Eu escolhi ficar na minha casa, grande, aconchegante; não abro mão da minha qualidade de vida por nada no mundo. A casa que construímos, eu e meu marido, a duras penas, com trabalho honesto é o meu porto seguro, o lugar para onde gosto de voltar a cada fim do dia. São nossas escolhas.

Mas Porto Velho não é o inferno na terra.

Quem chega com uma postura generosa, com amorosidade, quem vem somar, ajudar a construir o norte do Brasil vê muito mais que apenas suas mazelas, que, diga-se de passagem, não são piores que as do restante do Brasil.

Quem vem passar "uma chuva", sabendo que não vai ficar, quem se deixou levar pelo que a mídia fala de nós, muitas vezes, num tom generalizante e equivocado, quem só veio buscar sustento, riqueza, melhoria de vida para plantar em outro lugar, quem já veio disposto a ver o feio, o que não funciona, não vai ver nada de bom mesmo. O olhar já chega contaminado.

Como vamos interagir com pessoas que nos veem assim?

Estamos no início deste novo ciclo, em função da construção das usinas. Todo dia tem alguém que "Chegou hoje" a Porto Velho.

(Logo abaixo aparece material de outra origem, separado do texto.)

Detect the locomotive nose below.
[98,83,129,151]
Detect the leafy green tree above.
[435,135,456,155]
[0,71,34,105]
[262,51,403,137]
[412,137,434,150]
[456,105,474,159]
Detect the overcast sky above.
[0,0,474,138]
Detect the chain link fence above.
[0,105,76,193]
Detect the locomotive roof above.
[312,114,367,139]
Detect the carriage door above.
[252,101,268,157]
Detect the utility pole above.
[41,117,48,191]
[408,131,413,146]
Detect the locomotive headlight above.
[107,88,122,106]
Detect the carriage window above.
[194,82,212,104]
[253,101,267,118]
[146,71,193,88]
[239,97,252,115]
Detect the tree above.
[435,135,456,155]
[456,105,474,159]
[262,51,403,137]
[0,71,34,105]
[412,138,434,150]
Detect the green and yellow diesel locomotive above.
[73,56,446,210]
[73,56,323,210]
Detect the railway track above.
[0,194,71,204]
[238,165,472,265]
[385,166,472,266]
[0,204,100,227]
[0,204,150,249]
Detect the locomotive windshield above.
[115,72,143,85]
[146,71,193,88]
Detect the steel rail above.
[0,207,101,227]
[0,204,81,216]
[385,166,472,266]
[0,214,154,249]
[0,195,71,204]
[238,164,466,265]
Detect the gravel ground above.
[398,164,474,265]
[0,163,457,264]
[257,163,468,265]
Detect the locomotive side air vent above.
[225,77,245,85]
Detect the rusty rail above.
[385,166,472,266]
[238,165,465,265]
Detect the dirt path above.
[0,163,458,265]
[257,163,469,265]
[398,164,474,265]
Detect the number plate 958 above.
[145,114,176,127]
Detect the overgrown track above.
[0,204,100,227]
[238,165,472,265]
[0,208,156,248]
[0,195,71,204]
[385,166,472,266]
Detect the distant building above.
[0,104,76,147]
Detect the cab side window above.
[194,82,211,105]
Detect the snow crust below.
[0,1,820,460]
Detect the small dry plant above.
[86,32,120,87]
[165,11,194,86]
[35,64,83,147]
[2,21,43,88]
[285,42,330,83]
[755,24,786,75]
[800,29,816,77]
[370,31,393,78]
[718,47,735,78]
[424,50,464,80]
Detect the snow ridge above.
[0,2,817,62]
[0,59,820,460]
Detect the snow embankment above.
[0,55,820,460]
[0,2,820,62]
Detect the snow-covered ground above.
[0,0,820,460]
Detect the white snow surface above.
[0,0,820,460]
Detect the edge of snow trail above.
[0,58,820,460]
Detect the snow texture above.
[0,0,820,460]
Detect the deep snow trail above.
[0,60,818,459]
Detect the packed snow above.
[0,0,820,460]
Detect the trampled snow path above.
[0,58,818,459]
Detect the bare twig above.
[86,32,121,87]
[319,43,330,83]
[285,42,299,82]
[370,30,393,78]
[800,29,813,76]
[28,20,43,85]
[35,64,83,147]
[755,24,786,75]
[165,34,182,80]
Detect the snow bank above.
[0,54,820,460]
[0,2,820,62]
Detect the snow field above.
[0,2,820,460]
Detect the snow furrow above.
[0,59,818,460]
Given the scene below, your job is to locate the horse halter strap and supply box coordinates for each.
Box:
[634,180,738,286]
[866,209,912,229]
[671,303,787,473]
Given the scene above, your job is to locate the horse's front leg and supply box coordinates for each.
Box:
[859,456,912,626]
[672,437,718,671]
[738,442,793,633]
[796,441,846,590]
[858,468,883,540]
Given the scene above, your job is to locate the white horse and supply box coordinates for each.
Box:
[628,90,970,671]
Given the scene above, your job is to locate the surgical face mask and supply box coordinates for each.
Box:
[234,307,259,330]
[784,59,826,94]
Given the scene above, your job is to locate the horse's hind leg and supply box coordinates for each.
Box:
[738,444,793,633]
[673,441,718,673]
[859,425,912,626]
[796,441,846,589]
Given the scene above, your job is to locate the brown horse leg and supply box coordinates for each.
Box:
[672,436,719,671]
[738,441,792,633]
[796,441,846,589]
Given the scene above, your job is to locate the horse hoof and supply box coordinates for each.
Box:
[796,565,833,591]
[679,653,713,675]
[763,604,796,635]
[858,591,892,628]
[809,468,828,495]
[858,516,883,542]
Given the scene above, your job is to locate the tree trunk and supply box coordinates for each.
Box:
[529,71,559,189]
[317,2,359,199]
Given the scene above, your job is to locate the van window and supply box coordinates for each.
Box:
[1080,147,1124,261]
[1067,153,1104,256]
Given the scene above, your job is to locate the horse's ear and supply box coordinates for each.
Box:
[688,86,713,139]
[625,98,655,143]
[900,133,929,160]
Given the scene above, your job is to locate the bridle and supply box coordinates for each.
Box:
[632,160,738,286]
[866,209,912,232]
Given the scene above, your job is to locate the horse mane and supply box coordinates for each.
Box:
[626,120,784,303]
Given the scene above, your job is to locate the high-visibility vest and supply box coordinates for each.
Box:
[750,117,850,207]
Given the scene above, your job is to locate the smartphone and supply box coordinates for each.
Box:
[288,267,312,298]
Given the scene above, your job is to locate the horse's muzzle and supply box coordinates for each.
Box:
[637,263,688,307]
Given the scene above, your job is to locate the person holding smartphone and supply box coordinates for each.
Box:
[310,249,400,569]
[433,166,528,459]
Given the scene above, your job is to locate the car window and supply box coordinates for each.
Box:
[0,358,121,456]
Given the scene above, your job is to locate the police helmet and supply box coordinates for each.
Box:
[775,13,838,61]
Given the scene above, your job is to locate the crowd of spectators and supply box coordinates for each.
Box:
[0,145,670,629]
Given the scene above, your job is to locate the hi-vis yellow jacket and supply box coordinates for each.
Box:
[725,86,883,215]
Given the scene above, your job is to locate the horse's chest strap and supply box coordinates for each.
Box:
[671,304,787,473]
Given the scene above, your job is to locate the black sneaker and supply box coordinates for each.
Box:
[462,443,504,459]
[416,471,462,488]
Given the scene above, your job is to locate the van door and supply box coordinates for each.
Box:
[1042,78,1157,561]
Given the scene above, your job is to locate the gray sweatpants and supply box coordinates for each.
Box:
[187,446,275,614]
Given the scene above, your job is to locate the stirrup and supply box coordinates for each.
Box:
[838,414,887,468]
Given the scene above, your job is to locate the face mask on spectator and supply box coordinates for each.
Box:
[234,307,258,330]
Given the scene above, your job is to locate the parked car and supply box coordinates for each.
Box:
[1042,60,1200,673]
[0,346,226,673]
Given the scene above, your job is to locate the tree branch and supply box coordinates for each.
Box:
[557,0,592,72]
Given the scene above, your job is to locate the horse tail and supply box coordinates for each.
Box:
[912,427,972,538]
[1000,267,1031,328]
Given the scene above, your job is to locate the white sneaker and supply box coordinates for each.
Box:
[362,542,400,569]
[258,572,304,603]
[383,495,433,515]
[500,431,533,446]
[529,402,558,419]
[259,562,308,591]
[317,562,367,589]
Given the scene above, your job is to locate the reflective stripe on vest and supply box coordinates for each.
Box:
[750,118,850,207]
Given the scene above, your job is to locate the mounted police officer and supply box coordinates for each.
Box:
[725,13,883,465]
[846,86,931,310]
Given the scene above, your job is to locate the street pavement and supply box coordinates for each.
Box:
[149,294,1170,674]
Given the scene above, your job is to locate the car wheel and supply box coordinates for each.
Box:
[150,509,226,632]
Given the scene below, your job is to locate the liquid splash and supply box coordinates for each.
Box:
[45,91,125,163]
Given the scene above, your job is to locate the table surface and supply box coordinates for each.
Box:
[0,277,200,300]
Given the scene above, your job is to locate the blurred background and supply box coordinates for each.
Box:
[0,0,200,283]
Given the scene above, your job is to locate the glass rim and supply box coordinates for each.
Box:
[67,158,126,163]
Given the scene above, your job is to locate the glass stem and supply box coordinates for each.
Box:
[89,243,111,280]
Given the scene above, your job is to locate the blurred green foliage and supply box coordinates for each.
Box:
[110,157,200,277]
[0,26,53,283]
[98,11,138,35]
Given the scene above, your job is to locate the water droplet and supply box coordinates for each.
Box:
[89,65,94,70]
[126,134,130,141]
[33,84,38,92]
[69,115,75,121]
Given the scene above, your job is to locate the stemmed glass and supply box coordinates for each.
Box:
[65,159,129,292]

Antes de embarcar para Campinas, vivi uma cena hilária, para dizer o mínimo:

Estava num salão, cortando o cabelo e entrou uma moça recém-chegada.

Reclamou de tudo: do trânsito, disso e daquilo e terminou perguntando:

O sol de vocês nunca esfria não, é? Estou andando de roupa de mangas, é muito ardido!!!!

Alguém já viu o sol esfriar?

Não há o sol de Rondônia, há o sol de todos nós.

Mas, em Rondônia, ele brilha lindamente.

Aos que chegam, cheguem com o coração aberto, abram os olhos para ver tudo e verão que há belezas, sim, no plural. Que há acertos, limpeza, progresso, sim! Sejam, apenas, delicados. Permitam-se experienciar outra região, outros falares, outras crenças, outros jeitos de estar-no-mundo.

Vocês encontram uma história que começou de há muito. Há que se respeitar os que aqui nasceram, os que aqui chegaram muito antes de vocês e que estão se esforçando para tornar esta terra um lugar onde é muito bom viver.

Precisamos disso.

Rondônia, Porto Velho e as demais cidades precisam disso: amorosidade, delicadeza, força de trabalho, amor à terra que os acolhe e que garantirá o seu sustento. É por isso que vocês vieram, não é?

Então, sejam bem-vindos!!

Quem sabe, vocês desenvolvem uma relação de pertencimento com esta terra e vão ficando por aqui quando terminar a construção das usinas?